Hit the cart icon for a quick buy pre-loaded with the right market and outcome, or Open market for the full trading panel. Bonds isn't a separate exchange — it's the same Polymarket order book you already trade, just filtered down to the part that qualifies for the cheapest fees.


What The Numbers Mean

ColumnWhat it's telling you
BuyWhat one share costs now. A winning share pays $1.00 at settlement
Net ReturnWhat you keep on $100 if it wins, after fees. Not annualized. This is the honest number
EndsHow long your capital is committed
ExecutableHow much you can actually buy at this price. If this is small, your real price is worse than the one shown
Vol 24hReal trading in the last 24h.
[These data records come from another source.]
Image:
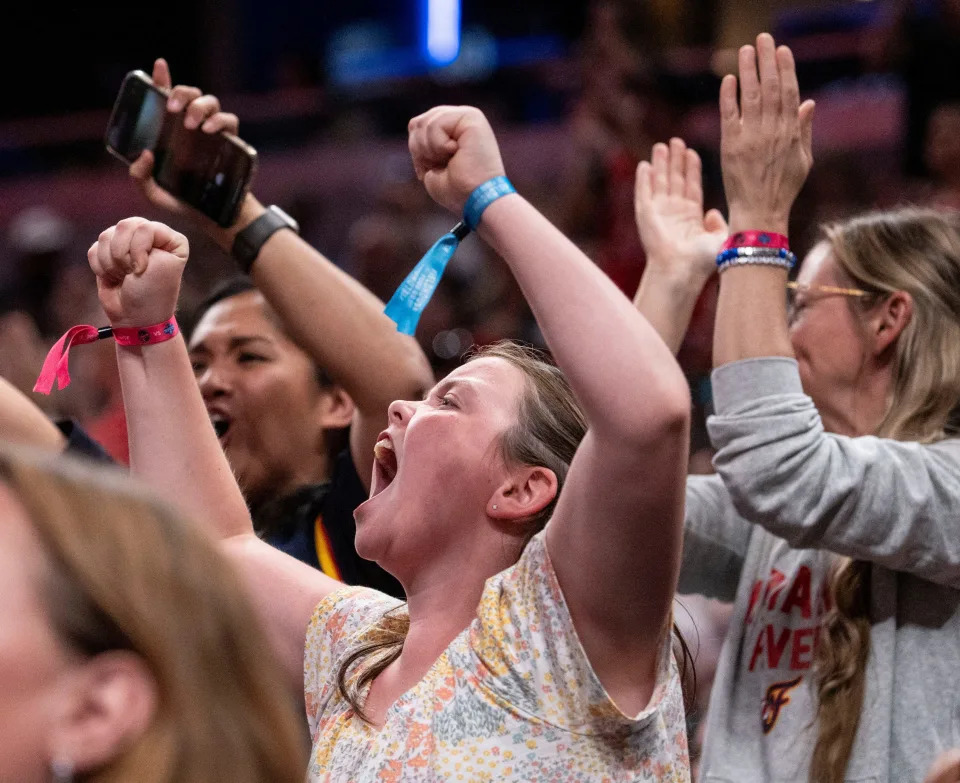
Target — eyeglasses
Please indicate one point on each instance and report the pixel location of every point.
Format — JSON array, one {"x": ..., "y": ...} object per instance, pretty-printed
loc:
[{"x": 804, "y": 292}]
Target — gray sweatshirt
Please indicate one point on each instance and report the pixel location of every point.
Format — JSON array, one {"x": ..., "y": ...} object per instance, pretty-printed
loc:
[{"x": 894, "y": 504}]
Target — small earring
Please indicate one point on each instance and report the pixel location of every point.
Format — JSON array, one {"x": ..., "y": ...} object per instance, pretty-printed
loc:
[{"x": 62, "y": 770}]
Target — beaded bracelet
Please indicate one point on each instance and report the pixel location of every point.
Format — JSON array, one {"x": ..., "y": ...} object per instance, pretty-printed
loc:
[{"x": 768, "y": 256}]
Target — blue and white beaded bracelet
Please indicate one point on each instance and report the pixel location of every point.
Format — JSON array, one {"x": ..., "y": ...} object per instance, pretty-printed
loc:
[{"x": 767, "y": 256}]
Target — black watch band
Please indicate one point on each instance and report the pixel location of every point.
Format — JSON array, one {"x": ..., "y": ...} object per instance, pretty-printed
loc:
[{"x": 247, "y": 243}]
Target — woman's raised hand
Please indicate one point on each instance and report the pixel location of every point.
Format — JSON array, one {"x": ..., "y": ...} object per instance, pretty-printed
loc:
[
  {"x": 766, "y": 138},
  {"x": 454, "y": 151},
  {"x": 138, "y": 264},
  {"x": 203, "y": 112},
  {"x": 680, "y": 241}
]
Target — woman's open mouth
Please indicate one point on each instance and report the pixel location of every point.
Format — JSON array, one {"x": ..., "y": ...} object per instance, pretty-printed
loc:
[
  {"x": 384, "y": 466},
  {"x": 221, "y": 425}
]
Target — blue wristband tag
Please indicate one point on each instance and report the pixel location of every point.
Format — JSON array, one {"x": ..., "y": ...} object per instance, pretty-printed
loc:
[
  {"x": 415, "y": 292},
  {"x": 483, "y": 197}
]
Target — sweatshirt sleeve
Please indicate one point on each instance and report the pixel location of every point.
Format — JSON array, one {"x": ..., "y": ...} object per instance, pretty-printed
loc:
[
  {"x": 715, "y": 540},
  {"x": 889, "y": 502}
]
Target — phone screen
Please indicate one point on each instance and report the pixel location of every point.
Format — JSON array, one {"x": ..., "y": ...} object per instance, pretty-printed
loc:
[{"x": 211, "y": 172}]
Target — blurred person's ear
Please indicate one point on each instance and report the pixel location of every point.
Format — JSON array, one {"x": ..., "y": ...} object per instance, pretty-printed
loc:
[
  {"x": 335, "y": 408},
  {"x": 109, "y": 702},
  {"x": 888, "y": 319}
]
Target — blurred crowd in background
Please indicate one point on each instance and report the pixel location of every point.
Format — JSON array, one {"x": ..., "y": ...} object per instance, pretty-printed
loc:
[{"x": 579, "y": 91}]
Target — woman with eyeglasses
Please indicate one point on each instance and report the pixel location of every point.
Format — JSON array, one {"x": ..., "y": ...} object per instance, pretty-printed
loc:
[{"x": 834, "y": 523}]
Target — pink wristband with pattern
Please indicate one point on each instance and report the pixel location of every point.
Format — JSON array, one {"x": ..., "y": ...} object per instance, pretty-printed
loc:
[
  {"x": 757, "y": 239},
  {"x": 55, "y": 366}
]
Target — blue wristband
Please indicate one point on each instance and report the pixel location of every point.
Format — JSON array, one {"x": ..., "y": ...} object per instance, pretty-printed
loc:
[{"x": 483, "y": 197}]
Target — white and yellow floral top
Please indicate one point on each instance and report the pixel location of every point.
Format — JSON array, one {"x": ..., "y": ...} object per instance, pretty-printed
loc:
[{"x": 513, "y": 698}]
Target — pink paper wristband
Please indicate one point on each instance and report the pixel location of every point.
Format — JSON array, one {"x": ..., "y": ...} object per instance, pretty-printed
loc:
[
  {"x": 757, "y": 239},
  {"x": 146, "y": 335},
  {"x": 55, "y": 366}
]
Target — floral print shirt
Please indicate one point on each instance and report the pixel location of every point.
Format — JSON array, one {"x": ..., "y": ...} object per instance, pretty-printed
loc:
[{"x": 513, "y": 698}]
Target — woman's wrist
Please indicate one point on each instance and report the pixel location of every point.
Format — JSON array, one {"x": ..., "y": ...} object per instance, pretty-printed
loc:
[
  {"x": 775, "y": 222},
  {"x": 250, "y": 210}
]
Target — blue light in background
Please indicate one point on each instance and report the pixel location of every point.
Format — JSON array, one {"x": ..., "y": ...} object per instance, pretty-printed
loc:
[{"x": 442, "y": 37}]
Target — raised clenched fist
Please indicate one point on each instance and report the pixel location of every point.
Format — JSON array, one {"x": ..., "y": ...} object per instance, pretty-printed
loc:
[
  {"x": 138, "y": 264},
  {"x": 454, "y": 151}
]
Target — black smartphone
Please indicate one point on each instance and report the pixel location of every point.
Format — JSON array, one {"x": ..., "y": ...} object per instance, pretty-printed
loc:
[{"x": 209, "y": 171}]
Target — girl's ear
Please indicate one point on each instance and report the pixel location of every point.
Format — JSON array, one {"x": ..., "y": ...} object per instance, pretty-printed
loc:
[{"x": 528, "y": 491}]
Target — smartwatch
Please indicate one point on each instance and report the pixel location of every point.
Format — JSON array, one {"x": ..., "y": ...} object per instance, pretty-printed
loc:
[{"x": 247, "y": 243}]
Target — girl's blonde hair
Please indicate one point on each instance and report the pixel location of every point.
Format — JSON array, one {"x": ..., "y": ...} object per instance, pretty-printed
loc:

Thin volume means you may be alone in this position
SpreadGap between buy and sell price. Wide spread = expensive to change your mind
RiskOur label, with reasons attached in the detail view

Net Return is calculated on a simulated $100 fill and already has estimated fees baked in. Log in and it uses your rate rather than a generic one. Fees are estimates — the book can move between looking and trading.

APR annualizes that return so you can compare a 3-day bond against a 3-month one. It's a simple rate, not compounding — a bond settles once. On very short windows we cap the displayed number and show it with a >, because a true annualized figure on a 6-hour position is a fantasy number and we won't print it.


The Risk Label, Plainly

Every row gets scored on what's visibly wrong with it: how far from certain the price is, how wide the spread is, whether there's real depth behind the price, whether anyone's actually been trading it, how soon it settles (too far out is risk; so is right now), whether the price just jumped, and what kind of market it is.

Low (0–14) · Medium (15–34) · Elevated (35–59) · High (60+)

Anything above Low tells you exactly why in the detail view. Read those reasons.

This score describes what the order book looks like today. It is not a prediction and it is not a promise. A Low-risk bond can lose. It just doesn't have anything visibly broken about it.


Freshness

The badge next to the title tells you whether prices are Fresh, Stale, Degraded, or still Warming up, plus when they were last updated. If it isn't fresh, hit Refresh before you commit money.

Prices come from a cached snapshot that refreshes in the background, which is why the page is instant. It also means the number you're looking at is seconds-to-minutes old, not live to the millisecond. On a 98¢ bond that rarely matters. On a bond that's moving, it does — which is why we show you the badge instead of hiding it.


The short version, if you skipped to the bottomClick to expand
  • You're buying outcomes at 97¢+ that pay $1.00 when they settle.
  • The profit is small, so costs decide whether this works at all — these prices sit in the cheapest band on the platform, with your own discount on top, and every row shows the net return at your rate.
  • Being wrong costs you the entire stake, not the 2%. Size accordingly.
  • Prefer bonds that settle soon. Time is the thing you're actually being paid for.
  • Read the resolution rules. Check Executable and Spread before sizing up.
  • Don't stack six bonds that all depend on the same event.
  • Many small positions, repeated. That's the whole strategy.